No primeiro dia do julgamento em que responde por abuso de confiança e burla, em Lisboa, Amílcar Morais Pires assegurou que, na altura, pediu ao então presidente do Banco Espírito Santo (BES) que o informasse sobre as questões "pendentes no dossiê de Angola" e desse orientações sobre como discutir com o BESA a situação financeira da instituição, tendo-lhe Ricardo Salgado respondido que, mesmo tendo o pelouro, não poderia contactar com Álvaro Sobrinho.
"O Dr. Ricardo [Salgado] disse que ia ver o assunto. Não teria acolhimento que o Dr. Álvaro Sobrinho reportasse a mim.
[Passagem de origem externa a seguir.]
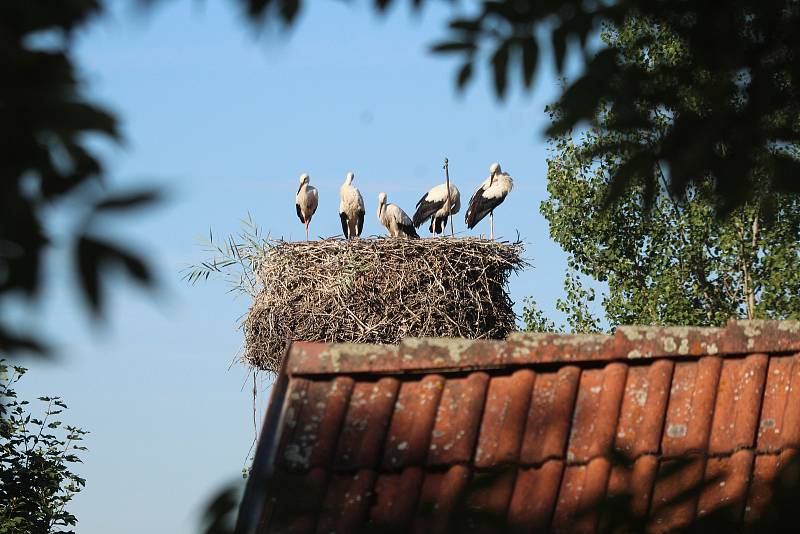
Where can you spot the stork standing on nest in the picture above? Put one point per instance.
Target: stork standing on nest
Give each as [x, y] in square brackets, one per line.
[395, 219]
[306, 201]
[351, 208]
[437, 205]
[492, 192]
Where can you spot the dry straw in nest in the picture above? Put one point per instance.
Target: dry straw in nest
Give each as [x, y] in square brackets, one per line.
[379, 291]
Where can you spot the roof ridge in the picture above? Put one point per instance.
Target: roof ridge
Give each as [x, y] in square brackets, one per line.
[628, 343]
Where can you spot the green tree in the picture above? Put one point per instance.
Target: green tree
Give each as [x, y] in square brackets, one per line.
[36, 453]
[665, 260]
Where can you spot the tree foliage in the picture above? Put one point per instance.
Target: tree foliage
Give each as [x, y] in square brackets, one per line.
[47, 163]
[36, 453]
[732, 102]
[666, 260]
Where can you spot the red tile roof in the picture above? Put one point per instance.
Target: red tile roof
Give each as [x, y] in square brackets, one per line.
[531, 434]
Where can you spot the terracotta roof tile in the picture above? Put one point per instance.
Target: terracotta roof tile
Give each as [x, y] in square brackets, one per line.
[347, 502]
[364, 428]
[690, 409]
[396, 496]
[583, 487]
[779, 426]
[595, 417]
[641, 416]
[741, 384]
[534, 497]
[457, 420]
[531, 434]
[504, 416]
[726, 482]
[550, 415]
[414, 414]
[440, 497]
[765, 470]
[320, 410]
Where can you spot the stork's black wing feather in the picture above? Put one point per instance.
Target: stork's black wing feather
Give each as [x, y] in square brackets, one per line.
[426, 209]
[360, 223]
[438, 224]
[408, 230]
[479, 207]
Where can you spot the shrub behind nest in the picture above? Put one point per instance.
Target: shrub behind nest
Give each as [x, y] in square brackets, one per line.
[379, 291]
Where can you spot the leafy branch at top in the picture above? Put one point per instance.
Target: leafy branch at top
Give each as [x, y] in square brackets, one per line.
[236, 259]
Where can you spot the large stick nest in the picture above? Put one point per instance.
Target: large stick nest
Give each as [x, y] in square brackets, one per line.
[379, 291]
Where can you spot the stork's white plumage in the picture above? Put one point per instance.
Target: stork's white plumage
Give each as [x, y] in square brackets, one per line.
[433, 206]
[351, 208]
[395, 219]
[492, 192]
[306, 201]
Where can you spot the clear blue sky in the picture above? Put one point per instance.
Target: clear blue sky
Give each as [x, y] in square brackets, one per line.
[227, 121]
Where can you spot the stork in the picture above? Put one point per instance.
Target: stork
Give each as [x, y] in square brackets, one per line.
[492, 192]
[351, 208]
[437, 205]
[395, 219]
[306, 201]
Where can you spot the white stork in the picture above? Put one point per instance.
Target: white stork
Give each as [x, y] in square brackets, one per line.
[492, 192]
[433, 206]
[306, 201]
[351, 208]
[395, 219]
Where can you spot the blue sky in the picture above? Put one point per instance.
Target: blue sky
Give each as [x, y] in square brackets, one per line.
[226, 121]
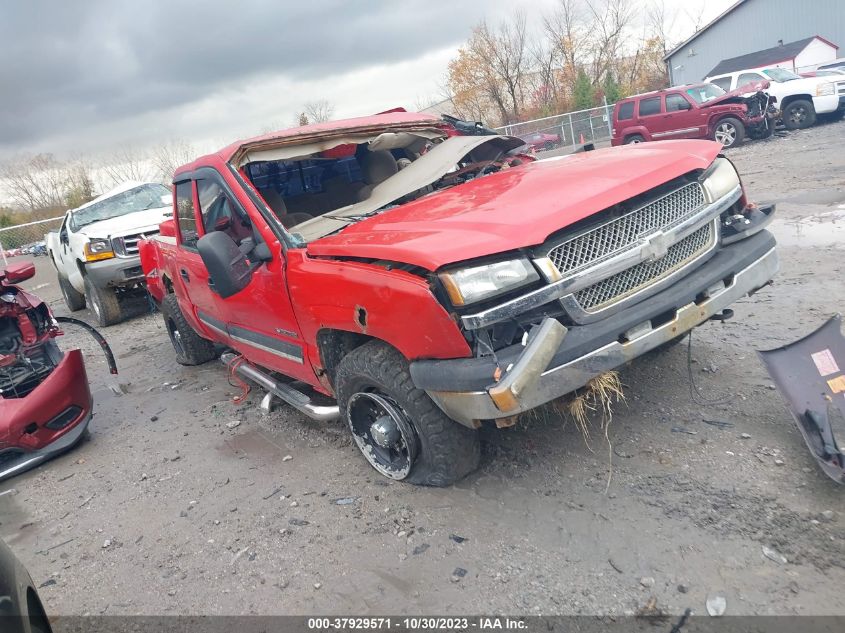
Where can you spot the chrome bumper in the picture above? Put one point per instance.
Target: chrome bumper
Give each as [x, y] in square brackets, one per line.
[468, 407]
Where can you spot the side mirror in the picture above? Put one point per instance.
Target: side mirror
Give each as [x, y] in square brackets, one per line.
[17, 273]
[227, 266]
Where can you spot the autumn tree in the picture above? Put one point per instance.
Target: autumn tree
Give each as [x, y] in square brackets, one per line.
[490, 71]
[611, 88]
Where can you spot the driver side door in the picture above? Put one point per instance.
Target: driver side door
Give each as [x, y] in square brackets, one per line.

Ele continuaria a reportar ao Dr. Ricardo [Salgado]", afirmou o economista, de 63 anos.
Questionado pelo juiz-presidente se tal significava que o ex-banqueiro tinha o pelouro material do BESA, Amílcar Morais Pires respondeu que sim.
"O Dr. Ricardo [Salgado] disse-me: 'eu falo primeiro com o Álvaro [Sobrinho] antes de te passar a pasta'. Até novembro, até à Assembleia-Geral de 06 de novembro de 2012, não tive contacto com Álvaro Sobrinho", acrescentou.
Amílcar Morais Pires tinha assumido o pelouro do BESA em maio de 2012, no âmbito de uma reorganização interna.
O arguido garantiu que só soube dos desequilíbrios na subsidiária angolana do BES e dos riscos que tal constituía para o banco português em junho de 2012, numa reunião com representantes do Fundo Monetário Internacional (FMI) e do Banco de Portugal, numa altura em que o país estava sob assistência financeira.
Três dias mais tarde, o alerta do FMI foi discutido na Comissão Executiva do BES, assegurou.
"A minha atuação ao longo do meu mandato foi sempre referendada com os membros da Comissão Executiva [do BES]", frisou, rejeitando a imputação de que tenha omitido informações.
Em causa neste processo está, nomeadamente, o alegado desvio, entre 2007 e 2012, de fundos de um financiamento do BES ao BESA em linhas de crédito do Mercado Monetário Interbancário (MMI) e em descoberto bancário.
Hoje, Amílcar Morais Pires recordou, a propósito da subscrição há cerca de 20 anos pelo BESA de dívida pública angolana, que "sempre houve, pelo menos durante uma fase, uma cobertura institucional por parte do Estado angolano" na relação entre os dois bancos, traduzida, por exemplo, no depósito significativo na esfera do BES de "reservas externas" do Banco Nacional de Angola (BNA).
Num depoimento que vai prosseguir na sexta-feira, o economista associou ainda a subscrição da dívida pública a uma necessidade de mostrar um "compromisso com Angola" numa altura em que existiam rumores de nacionalização de bancos no país africano.
Além de Amílcar Morais Pires, estão a ser julgados Ricardo Salgado, de 80 anos e doente de Alzheimer, Álvaro Sobrinho, de 62, o empresário luso-angolano Helder Bataglia, de 78, e o ex-administrador do BES Rui Silveira.
Na primeira sessão do julgamento estiveram presentes apenas Amílcar Morais Pires e Rui Silveira.
Ricardo Salgado foi autorizado pelo coletivo de juízes a não estar presente devido ao seu estado de saúde e Helder Bataglia por residir em Angola.
Álvaro Sobrinho, que alegou não ter o visto necessário para se deslocar a Portugal para ser julgado, foi multado pelo tribunal em 204 euros por ter faltado.
Em geral, os arguidos respondem por abuso de confiança, branqueamento e burla e negam a prática dos crimes.